Business Standard

‘The NARCL must attract top-quality talent’


The National Asset Reconstruc­tion Company (NARCL) can be a game-changer in cleaning up India’s bad-loan mountain and help banks to lend more freely to India Inc. But will the new agency fire in the way it has been imagined? TARUN BHATIA, managing director and head of South Asia (forensic investigat­ions and intelligen­ce) at Kroll, spoke to Raghu Mohan. Edited excerpts: Banks are to hold a 50 per cent stake in the NARCL, and security receipts are to be issued. How is this a big material change, as it only amounts to a transfer of what was shown on banks’ loan book to the investment book?

The material change is that the last time this was done was 20 years ago.

So, one can try it again. When the concept of asset reconstruc­tion companies (ARCS) was introduced in the early 2000s, there was no Insolvency and Bankruptcy Code

(IBC). NARCL with IBC — which was introduced six years ago — has a different context versus NARCL without IBC. If both had been introduced jointly, then I would have been concerned. The biggest advantage of NARCL is aggregatio­n.

And with the blessings of and backed by government guarantee, it would have more teeth than the previous version of ARCS set up by banks. In a way, NARCL works like a closedende­d fund where, in five years, they have to resolve cases, otherwise the guarantee lapses. In that case, we will be back to where we started, which is okay. NARCL cannot have it for perpetuity also.

The three-year-old inter-creditor agreement (ICA) framework for resolution of bad assets has not enthused bankers. Do you think they will have a change of heart when they deal with the NARCL, as ICAS are needed here as well?

I think there is visible intent and there is a pressure point for lenders to get their act together, and because the decision maker will be NARCL, not the largest holder of the credit. What I’m saying is that earlier ICAS had challenges, because if you take NARCL out of the picture, then all the banks need to agree among themselves. Now, there is an agency, so you do an ICA and the agency is taking the call.

And you will assume at least that it’s an independen­t agency taking this call, and is not influenced by which bank had the maximum stake, because that is the benefit of aggregatio­n — unlike the situation earlier, where the smaller banks or those with smaller exposure always felt that they were being left out, or their interests were not considered.

The NARCL can’t be expected to run a company. So, how does this play out?

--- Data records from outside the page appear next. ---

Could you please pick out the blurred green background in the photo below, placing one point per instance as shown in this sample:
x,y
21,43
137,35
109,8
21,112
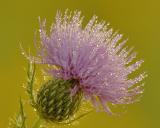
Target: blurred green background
x,y
137,19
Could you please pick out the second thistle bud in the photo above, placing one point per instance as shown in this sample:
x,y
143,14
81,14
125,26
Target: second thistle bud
x,y
55,102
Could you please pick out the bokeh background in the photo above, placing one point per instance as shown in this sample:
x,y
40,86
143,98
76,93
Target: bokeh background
x,y
139,20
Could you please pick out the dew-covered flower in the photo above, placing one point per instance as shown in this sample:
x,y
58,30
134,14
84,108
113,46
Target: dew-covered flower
x,y
93,57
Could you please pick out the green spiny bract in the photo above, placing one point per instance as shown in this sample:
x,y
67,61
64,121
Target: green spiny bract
x,y
55,102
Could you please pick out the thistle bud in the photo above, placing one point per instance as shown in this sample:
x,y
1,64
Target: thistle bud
x,y
55,102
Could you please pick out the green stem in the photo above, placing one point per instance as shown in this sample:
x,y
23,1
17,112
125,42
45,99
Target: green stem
x,y
37,123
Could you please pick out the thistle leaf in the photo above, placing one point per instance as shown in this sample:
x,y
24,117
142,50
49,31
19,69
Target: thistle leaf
x,y
19,120
30,82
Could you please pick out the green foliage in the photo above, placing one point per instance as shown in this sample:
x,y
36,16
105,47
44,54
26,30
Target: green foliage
x,y
30,82
19,121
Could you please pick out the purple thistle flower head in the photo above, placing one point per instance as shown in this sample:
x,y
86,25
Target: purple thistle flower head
x,y
94,56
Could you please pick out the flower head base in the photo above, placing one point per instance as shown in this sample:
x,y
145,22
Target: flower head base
x,y
93,56
54,101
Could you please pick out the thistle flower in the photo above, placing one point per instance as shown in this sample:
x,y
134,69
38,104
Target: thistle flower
x,y
88,61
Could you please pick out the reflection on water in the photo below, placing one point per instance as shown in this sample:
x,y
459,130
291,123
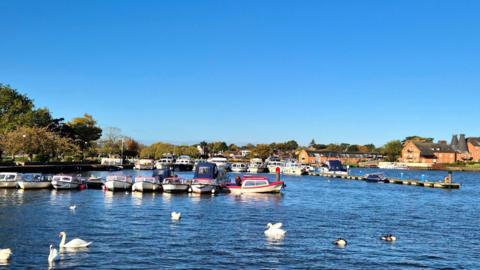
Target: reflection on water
x,y
135,230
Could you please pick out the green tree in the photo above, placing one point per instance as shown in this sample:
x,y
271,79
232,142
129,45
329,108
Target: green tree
x,y
392,150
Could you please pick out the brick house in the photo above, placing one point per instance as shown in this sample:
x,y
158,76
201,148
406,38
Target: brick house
x,y
422,152
473,145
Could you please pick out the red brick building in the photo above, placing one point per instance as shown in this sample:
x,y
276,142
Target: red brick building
x,y
422,152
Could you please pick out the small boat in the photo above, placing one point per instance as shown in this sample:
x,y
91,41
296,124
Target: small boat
x,y
183,163
256,166
175,185
144,164
35,181
293,168
94,182
146,183
118,182
9,180
375,178
239,167
255,184
62,181
208,178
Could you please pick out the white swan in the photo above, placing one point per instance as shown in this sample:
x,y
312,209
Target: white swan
x,y
75,243
340,242
5,254
53,256
176,215
274,231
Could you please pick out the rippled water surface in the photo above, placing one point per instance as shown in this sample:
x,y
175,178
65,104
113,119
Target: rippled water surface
x,y
435,228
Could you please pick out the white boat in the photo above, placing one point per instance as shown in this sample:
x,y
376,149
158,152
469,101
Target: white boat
x,y
333,167
144,164
175,184
164,163
255,184
118,182
208,178
274,163
34,181
183,163
221,162
9,180
293,168
146,183
239,167
62,181
256,166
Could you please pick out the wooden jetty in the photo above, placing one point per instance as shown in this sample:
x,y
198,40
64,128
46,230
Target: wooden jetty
x,y
446,184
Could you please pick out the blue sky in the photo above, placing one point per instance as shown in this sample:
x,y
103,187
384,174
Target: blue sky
x,y
250,71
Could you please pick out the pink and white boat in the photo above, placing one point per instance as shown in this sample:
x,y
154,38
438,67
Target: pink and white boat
x,y
255,184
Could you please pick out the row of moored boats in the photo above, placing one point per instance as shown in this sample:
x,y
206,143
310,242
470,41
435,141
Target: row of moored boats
x,y
208,178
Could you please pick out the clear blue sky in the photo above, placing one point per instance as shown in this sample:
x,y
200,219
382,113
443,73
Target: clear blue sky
x,y
250,71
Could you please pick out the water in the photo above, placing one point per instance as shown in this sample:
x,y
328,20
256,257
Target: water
x,y
436,229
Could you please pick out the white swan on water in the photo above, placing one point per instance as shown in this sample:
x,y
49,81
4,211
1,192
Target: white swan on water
x,y
275,231
176,215
5,254
75,243
53,256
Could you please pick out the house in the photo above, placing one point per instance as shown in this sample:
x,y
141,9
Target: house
x,y
313,157
473,146
424,152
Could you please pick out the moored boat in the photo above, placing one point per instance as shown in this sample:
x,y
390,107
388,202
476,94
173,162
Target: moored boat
x,y
175,185
207,178
375,177
239,167
94,182
146,183
255,184
9,180
35,181
256,166
62,181
118,182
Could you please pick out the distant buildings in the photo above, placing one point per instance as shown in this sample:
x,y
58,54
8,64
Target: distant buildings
x,y
460,149
306,156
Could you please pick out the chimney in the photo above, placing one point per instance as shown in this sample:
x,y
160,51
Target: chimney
x,y
462,143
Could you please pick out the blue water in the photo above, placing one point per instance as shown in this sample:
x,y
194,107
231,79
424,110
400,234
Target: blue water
x,y
436,229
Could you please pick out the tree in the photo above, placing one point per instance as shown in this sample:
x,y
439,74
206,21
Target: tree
x,y
392,150
36,141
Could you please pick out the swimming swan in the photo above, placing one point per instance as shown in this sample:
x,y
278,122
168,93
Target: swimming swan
x,y
275,231
340,242
5,254
75,243
389,238
53,256
176,215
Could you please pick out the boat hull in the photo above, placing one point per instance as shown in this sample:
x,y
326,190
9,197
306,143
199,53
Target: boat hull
x,y
34,185
273,188
145,186
175,188
204,188
8,184
65,185
117,185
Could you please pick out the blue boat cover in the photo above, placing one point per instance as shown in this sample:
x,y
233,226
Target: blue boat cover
x,y
335,165
162,173
206,170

Even when the IBC came in, the first doubt was that banks don’t know how to run a company after having taken control of it, right? That they don’t know how to run an airline, or a steel plant. But what we have seen is that banks have either been able to resolve, or liquidate it. If we just take the distressed asset where the board gets dissolved, the shares actually have zero value under the IBC framework. And then, new investors come in who take over that debt and control. And that’s why equity holders get nothing; it’s the debt holders who get repaid.

My sense is that the NARCL will have to recruit good talent. Today, they may have people who are seconded from banks and they are of course, hiring. But the key will be to position NARCL as a very strong, independen­t body with high-calibre people. Like the National Investment and Infrastruc­ture Fund, where you have Sujay Bose at the top and very competent people from the industry. If bankers are to be sitting in NARCL, it will have a short shelf life, or a long shelf life without any utility!

To the extent that the NARCL is not privileged over banks in the IBC, what makes you hopeful that it will work?

The NARCL is a pooling agency. So, conceptual­ly it does not need to be above the banks. You don’t want to give it that kind of superpower, but it has the accumulate­d debt, and so, its ability to go to market looking for investors is much stronger.

The Securities and Exchange Board of India has made a case for carving out a separate category among Alternativ­e Investment Funds (AIFS) to buy into bad debt. What is your view on this?

The reality is that India is right now attracting a lot of money for multiple reasons. There is a huge amount of liquidity circulatin­g in the global markets. And with this Evergrande issue in China, there will be more money in the short term. Now, take Jet Airways out here, which is to be operationa­l from next year. From a distressed assets’ point of view, it’s a good success story, right? A good operating airline — and I am not getting into its balance sheet — went down and is coming up, and this wouldn’t have happened in the past. We have other airlines in history which have gone down and never came up. Plus, the Essar Steel resolution.

I think these examples are there in the minds of investors. There is a growing class of distressed investors like high-net worth individual­s, family offices, and so on. And post- Covid, there is a general view that there will be a large amount of good operating distressed assets available because the distress is not so much due to the business model as due to the crisis. If your only avenue is NARCL or domestic ARCS, then you are again constraine­d. I think allowing a subcategor­y of AIFS to come into distressed assets as stakeholde­rs is good.